THE CONSERVATIVE PROMISE
“Canada’s Conservatives will stand with those who suffered during the downturn and help them get back into the workforce,” leader Erin O’Toole pledged Aug. 20.
O’Toole’s Tories are pledging to double the Canada Workers’ benefit and restore one million jobs lost due to the pandemic.
Their Canada Job Surge Plan pledges to pay up to 50 per cent of the salary of new hires for six months after the emergency wage subsidy is phased out, and the Tories say they would encourage companies to spend money by providing a five-per-cent investment tax credit in 2022 and 2023.
The Conservatives are also promising to provide a 25-per-cent tax credit on amounts up to $100,000 for investment in small business and offer business loans of up to $200,000 for small businesses in the hospitality, retail and tourism sectors.
THE LIBERAL PROMISE
“To get people back to work, we’ll extend the Canada Recovery hiring program, which makes it easier not just to hire people, but to boost wages to address the labour shortage some sectors are facing,” Liberal Party leader Justin Trudeau announced on Labour Day.
The Liberals are vowing to restore employment to pre-pandemic levels and extend COVID-19 wage subsidies into the fall.
A re-elected Liberal government says they would expand the Canada Workers Benefit to support a million additional Canadians in low-wage jobs, introduce a new employment insurance benefit for self-employed Canadians beginning in 2023 and pay up to 75 per cent of rent and income expenses for qualifying tourism-sector businesses until May 2022.
THE NDP PROMISE
“People who work any job in this country, full-time, should be able to live with dignity and respect,” New Democratic Party leader Jagmeet Singh said in Hamilton Sept. 6.

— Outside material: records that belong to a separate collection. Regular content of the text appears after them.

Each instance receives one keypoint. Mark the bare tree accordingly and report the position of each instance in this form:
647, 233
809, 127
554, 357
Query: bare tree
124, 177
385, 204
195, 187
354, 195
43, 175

The NDP are pledging to create a million jobs by investing in transit, infrastructure, and housing, extend wage subsidies and implement a hiring bonus for employers.
The party is vowing to create a low-income supplement so that no one who relies on employment insurance would receive less than $2,000 per month.
An NDP government also says they would implement a federal minimum wage that begins at $15 per hour and rises to $20 per hour, indexed to the cost of living.
Additionally, Singh’s party wants to require large employers to spend at least one per cent of payroll on training for their employees annually.
THE GREEN PROMISE
“The green economy represents the greatest economic opportunity of our lifetime,” Green Party leader Annamie Paul said Aug. 15.
“It’s where the jobs of the future are.”
Paul is pledging to leverage the green economy and when emergency wage benefits wind down, replace them with a Guaranteed Livable Income to provide Canadians with a basic revenue source for food and accommodation.
The measure would offer the greatest security to precarious workers, people with disabilities, seniors, the underemployed and those experiencing homelessness.